Shows the commit logs.

The command takes options applicable to the git rev-list command to control what is shown and how, and options applicable to the git diff-* commands to control how the changes each commit introduces are shown.

OPTIONS

--follow

Continue listing the history of a file beyond renames (works only for a single file).

--no-decorate
--decorate[=short|full|no]

Print out the ref names of any commits that are shown. If short is specified, the ref name prefixes refs/heads/, refs/tags/ and refs/remotes/ will not be printed. If full is specified, the full ref name (including prefix) will be printed. The default option is short.

--source

Print out the ref name given on the command line by which each commit was reached.

--use-mailmap

Use mailmap file to map author and committer names and email addresses to canonical real names and email addresses. See git-shortlog[1].

--full-diff

Without this flag, git log -p <path>... shows commits that touch the specified paths, and diffs about the same specified paths. With this, the full diff is shown for commits that touch the specified paths; this means that "<path>…​" limits only commits, and doesn’t limit diff for those commits.

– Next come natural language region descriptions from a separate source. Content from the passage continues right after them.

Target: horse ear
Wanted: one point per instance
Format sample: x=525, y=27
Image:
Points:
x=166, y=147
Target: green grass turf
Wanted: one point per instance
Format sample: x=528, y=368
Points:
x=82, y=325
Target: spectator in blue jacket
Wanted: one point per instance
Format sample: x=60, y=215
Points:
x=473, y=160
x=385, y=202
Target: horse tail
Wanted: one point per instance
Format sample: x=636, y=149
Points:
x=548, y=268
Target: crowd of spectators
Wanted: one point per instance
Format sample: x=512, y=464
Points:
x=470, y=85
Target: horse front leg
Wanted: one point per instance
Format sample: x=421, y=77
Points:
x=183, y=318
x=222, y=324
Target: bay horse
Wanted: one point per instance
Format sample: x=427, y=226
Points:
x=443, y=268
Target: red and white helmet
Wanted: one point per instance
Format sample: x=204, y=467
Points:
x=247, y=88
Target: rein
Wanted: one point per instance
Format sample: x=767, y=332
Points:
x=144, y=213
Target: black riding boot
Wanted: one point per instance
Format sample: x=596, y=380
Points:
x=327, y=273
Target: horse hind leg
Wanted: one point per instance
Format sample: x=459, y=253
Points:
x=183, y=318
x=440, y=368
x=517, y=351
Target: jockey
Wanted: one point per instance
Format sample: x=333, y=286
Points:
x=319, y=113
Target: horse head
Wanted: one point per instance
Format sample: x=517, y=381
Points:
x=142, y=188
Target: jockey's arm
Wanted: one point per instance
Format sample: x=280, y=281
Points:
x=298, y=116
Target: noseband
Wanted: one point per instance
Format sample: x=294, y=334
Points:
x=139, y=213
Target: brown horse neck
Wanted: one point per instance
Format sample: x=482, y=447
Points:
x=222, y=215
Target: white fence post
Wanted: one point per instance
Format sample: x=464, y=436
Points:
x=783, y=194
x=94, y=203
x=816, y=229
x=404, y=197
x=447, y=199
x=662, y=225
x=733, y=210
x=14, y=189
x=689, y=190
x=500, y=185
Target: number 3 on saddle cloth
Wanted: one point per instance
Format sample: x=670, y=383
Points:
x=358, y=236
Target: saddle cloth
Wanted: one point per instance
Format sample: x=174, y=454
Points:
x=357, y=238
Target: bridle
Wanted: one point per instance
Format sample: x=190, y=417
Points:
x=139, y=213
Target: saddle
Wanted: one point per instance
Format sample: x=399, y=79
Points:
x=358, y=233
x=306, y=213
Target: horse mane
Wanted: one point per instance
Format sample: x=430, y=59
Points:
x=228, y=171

Note that this affects all diff-based output types, e.g. those produced by --stat, etc.

--log-size

Include a line “log size <number>” in the output for each commit, where <number> is the length of that commit’s message in bytes. Intended to speed up tools that read log messages from git log output by allowing them to allocate space in advance.

-L <start>,<end>:<file>
-L :<funcname>:<file>

Trace the evolution of the line range given by "<start>,<end>" (or the function name regex <funcname>) within the <file>. You may not give any pathspec limiters. This is currently limited to a walk starting from a single revision, i.e., you may only give zero or one positive revision arguments. You can specify this option more than once.

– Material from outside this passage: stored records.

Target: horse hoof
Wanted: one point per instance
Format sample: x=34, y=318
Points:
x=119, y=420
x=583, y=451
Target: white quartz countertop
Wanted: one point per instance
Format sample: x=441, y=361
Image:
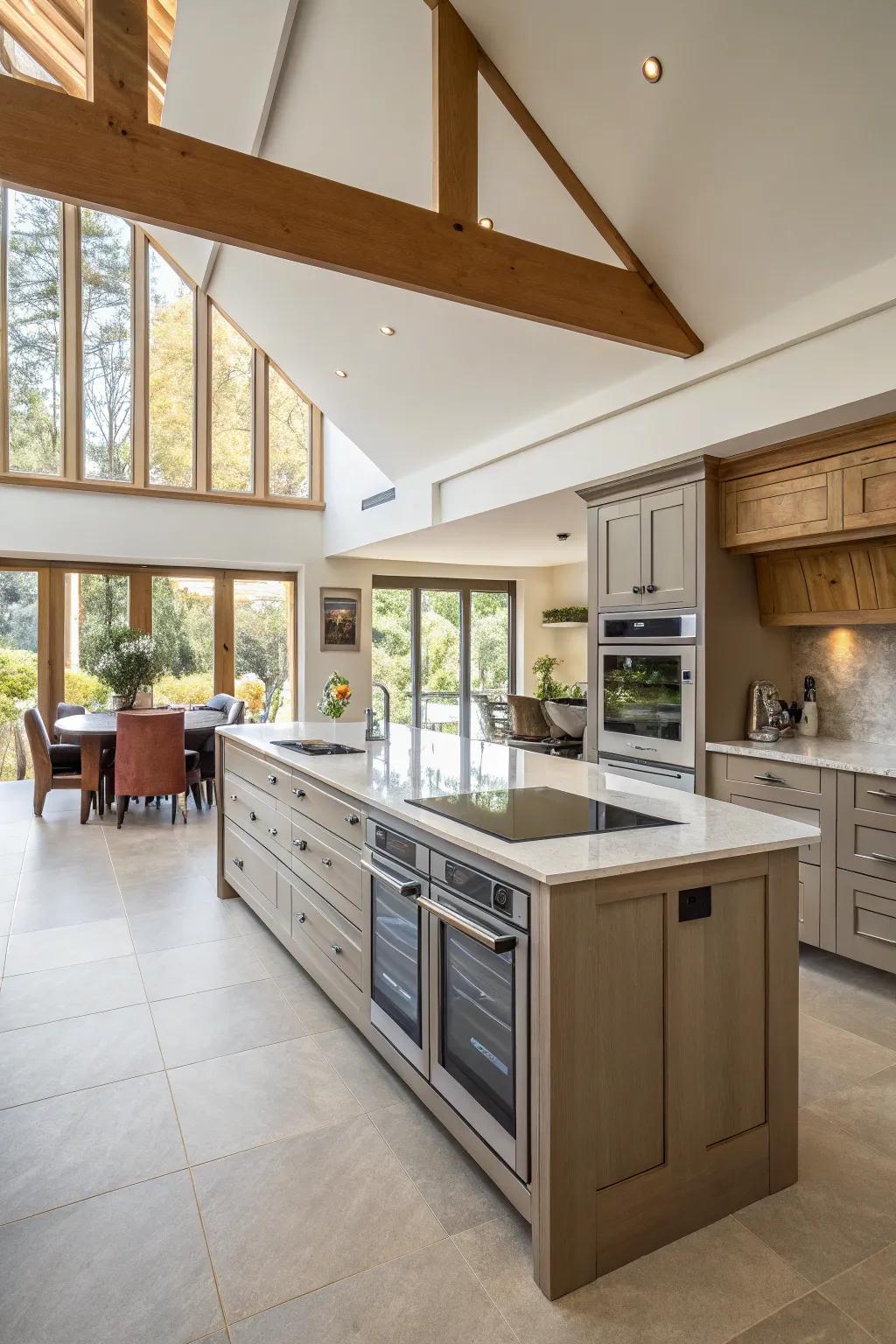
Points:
x=418, y=764
x=832, y=752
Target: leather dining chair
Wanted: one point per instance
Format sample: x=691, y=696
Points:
x=152, y=761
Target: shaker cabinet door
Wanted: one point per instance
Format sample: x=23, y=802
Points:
x=620, y=554
x=669, y=547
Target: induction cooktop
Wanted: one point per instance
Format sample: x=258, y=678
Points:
x=537, y=814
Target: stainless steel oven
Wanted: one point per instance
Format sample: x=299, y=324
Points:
x=480, y=1004
x=396, y=870
x=645, y=702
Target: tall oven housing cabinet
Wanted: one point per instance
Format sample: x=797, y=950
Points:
x=660, y=581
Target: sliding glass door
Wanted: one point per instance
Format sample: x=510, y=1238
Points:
x=444, y=651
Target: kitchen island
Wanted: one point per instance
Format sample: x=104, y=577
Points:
x=640, y=984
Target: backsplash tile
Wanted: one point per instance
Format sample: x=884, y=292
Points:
x=855, y=669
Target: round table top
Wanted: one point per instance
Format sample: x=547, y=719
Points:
x=107, y=724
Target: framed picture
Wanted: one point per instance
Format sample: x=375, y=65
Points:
x=341, y=620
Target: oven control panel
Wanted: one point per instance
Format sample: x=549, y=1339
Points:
x=492, y=894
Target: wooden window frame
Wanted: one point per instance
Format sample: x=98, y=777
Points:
x=52, y=617
x=73, y=430
x=416, y=584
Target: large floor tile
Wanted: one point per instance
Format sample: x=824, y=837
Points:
x=848, y=995
x=207, y=965
x=70, y=992
x=256, y=1097
x=427, y=1296
x=702, y=1289
x=223, y=1022
x=67, y=907
x=810, y=1320
x=67, y=947
x=832, y=1058
x=868, y=1294
x=271, y=1222
x=67, y=1148
x=127, y=1268
x=841, y=1210
x=865, y=1110
x=62, y=1057
x=364, y=1073
x=452, y=1184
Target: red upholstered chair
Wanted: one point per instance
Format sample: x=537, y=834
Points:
x=150, y=760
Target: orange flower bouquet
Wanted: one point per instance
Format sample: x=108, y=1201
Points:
x=336, y=695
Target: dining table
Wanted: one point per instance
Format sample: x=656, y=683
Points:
x=94, y=732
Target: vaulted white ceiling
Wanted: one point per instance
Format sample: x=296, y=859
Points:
x=752, y=175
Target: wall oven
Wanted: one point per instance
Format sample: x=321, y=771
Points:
x=396, y=870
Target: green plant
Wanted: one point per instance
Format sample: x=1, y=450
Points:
x=559, y=614
x=130, y=662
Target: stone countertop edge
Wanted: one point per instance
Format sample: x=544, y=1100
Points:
x=828, y=752
x=424, y=764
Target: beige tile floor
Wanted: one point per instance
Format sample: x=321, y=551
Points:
x=180, y=1109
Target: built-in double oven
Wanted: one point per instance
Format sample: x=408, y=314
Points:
x=449, y=982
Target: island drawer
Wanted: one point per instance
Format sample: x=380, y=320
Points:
x=326, y=858
x=256, y=814
x=315, y=918
x=340, y=816
x=808, y=903
x=808, y=816
x=266, y=776
x=774, y=774
x=248, y=862
x=866, y=920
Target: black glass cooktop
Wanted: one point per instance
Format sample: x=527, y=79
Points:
x=536, y=814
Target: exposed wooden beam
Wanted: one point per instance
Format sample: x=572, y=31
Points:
x=67, y=148
x=116, y=47
x=454, y=116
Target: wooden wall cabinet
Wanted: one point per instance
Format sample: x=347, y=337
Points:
x=648, y=550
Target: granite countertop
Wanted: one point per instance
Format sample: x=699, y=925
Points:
x=832, y=752
x=421, y=764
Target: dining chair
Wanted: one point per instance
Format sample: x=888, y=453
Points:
x=152, y=761
x=57, y=765
x=235, y=711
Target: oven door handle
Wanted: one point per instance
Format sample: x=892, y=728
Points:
x=494, y=941
x=402, y=889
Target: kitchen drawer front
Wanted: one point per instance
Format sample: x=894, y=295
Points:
x=256, y=812
x=246, y=859
x=774, y=774
x=266, y=776
x=315, y=918
x=808, y=903
x=324, y=858
x=866, y=920
x=808, y=816
x=873, y=794
x=341, y=816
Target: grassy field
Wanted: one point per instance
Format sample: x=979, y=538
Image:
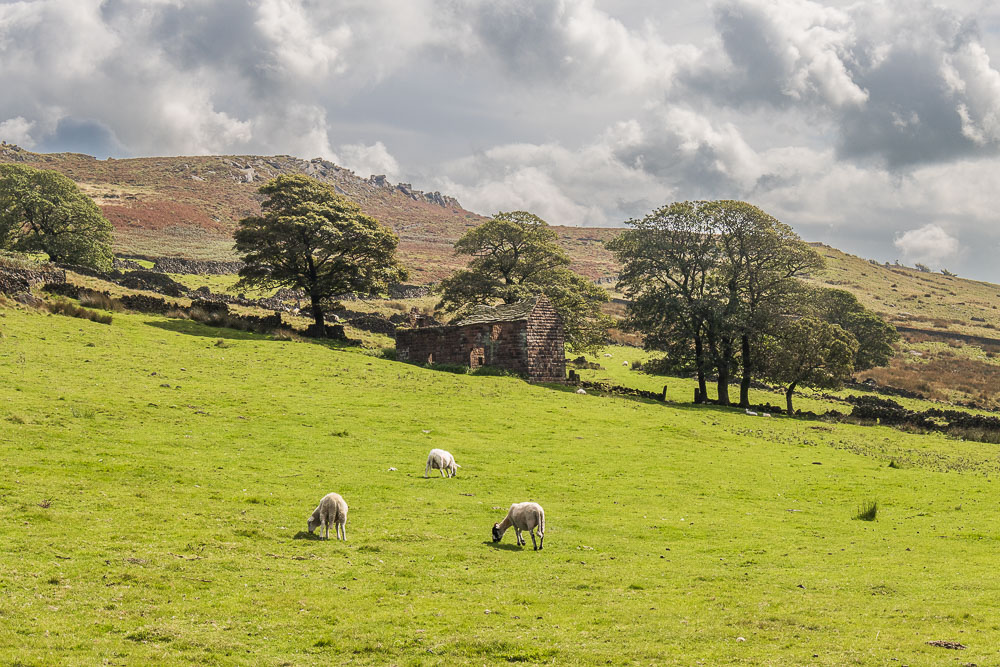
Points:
x=158, y=477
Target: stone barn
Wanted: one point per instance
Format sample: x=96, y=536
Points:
x=525, y=337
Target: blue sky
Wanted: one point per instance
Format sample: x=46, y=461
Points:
x=872, y=126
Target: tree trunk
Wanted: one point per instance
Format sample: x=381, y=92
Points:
x=788, y=398
x=318, y=314
x=723, y=383
x=723, y=365
x=745, y=382
x=699, y=360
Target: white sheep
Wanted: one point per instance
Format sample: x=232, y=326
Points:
x=441, y=460
x=523, y=516
x=331, y=509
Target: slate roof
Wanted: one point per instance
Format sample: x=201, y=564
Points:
x=503, y=313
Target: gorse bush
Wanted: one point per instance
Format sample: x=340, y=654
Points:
x=64, y=307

<start> and <end> can take one of these forms:

  • number

    If <start> or <end> is a number, it specifies an absolute line number (lines count from 1).

  • /regex/

    This form will use the first line matching the given POSIX regex. If <start> is a regex, it will search from the end of the previous -L range, if any, otherwise from the start of file. If <start> is “^/regex/”, it will search from the start of file. If <end> is a regex, it will search starting at the line given by <start>.

  • +offset or -offset

    This is only valid for <end> and will specify a number of lines before or after the line given by <start>.

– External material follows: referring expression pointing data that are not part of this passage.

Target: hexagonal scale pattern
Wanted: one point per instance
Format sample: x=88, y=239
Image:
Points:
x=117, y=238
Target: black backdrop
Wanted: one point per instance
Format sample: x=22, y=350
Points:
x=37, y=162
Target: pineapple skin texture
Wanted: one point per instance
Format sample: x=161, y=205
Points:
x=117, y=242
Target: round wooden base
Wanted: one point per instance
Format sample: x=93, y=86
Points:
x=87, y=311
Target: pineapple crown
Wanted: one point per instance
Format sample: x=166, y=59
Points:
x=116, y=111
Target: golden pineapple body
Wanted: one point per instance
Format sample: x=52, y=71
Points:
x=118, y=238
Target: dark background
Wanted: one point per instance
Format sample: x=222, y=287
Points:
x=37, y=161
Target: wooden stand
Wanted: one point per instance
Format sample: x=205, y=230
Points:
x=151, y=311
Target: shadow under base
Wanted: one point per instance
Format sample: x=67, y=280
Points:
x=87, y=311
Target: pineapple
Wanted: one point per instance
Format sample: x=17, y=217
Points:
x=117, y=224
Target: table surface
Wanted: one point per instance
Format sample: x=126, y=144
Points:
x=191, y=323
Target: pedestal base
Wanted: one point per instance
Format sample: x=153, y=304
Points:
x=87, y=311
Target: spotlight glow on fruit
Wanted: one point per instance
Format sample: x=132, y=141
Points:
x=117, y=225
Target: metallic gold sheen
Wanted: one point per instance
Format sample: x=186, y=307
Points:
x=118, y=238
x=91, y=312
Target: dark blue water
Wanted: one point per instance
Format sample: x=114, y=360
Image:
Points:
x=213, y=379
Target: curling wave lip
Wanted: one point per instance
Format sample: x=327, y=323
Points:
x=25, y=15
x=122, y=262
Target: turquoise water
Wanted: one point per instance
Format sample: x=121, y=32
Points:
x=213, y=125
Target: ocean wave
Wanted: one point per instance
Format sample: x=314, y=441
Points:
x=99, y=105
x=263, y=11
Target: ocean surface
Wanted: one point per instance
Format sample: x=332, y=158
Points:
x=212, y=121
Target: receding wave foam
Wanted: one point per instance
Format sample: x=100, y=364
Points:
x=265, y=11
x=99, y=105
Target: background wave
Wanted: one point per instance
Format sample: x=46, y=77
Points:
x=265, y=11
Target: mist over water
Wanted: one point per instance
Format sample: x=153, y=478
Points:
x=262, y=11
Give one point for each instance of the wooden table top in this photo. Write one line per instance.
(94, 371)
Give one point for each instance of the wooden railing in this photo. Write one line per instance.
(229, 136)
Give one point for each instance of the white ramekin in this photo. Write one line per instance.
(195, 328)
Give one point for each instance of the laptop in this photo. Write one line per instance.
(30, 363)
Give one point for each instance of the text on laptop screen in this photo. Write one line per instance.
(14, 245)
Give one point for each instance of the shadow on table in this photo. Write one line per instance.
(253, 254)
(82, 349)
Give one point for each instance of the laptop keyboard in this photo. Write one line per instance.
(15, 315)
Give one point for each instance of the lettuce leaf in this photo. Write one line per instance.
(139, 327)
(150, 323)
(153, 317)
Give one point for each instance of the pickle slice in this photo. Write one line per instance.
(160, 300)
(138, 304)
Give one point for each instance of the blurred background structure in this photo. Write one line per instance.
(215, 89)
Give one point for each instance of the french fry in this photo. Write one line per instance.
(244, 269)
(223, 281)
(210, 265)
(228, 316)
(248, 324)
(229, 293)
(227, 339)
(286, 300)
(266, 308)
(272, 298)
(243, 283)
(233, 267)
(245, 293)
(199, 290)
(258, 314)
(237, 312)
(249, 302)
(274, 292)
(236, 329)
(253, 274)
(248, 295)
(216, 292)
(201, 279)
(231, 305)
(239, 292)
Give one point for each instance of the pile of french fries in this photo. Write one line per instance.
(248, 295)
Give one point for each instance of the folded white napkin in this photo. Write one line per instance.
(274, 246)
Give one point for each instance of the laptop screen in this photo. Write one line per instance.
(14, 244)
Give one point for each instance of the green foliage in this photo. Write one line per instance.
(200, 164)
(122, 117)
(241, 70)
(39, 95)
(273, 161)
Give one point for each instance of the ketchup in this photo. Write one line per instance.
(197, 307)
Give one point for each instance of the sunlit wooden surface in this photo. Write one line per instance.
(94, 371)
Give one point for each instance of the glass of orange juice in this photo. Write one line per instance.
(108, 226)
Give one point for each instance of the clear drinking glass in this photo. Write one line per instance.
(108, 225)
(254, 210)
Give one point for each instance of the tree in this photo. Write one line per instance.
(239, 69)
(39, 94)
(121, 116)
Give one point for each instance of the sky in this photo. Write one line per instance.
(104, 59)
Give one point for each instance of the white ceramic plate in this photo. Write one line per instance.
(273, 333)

If “:<funcname>” is given in place of <start> and <end>, it is a regular expression that denotes the range from the first funcname line that matches <funcname>, up to the next funcname line. “:<funcname>” searches from the end of the previous -L range, if any, otherwise from the start of file. “^:<funcname>” searches from the start of file.

<revision range>

Show only commits in the specified revision range. When no <revision range> is specified, it defaults to HEAD (i.e. the whole history leading to the current commit). origin..HEAD specifies all the commits reachable from the current commit (i.e. HEAD), but not from origin. For a complete list of ways to spell <revision range>, see the Specifying Ranges section of gitrevisions[7].

[\--] <path>…​

Show only commits that are enough to explain how the files that match the specified paths came to be. See History Simplification below for details and other simplification modes.

Paths may need to be prefixed with ‘`-- '’ to separate them from options or the revision range, when confusion arises.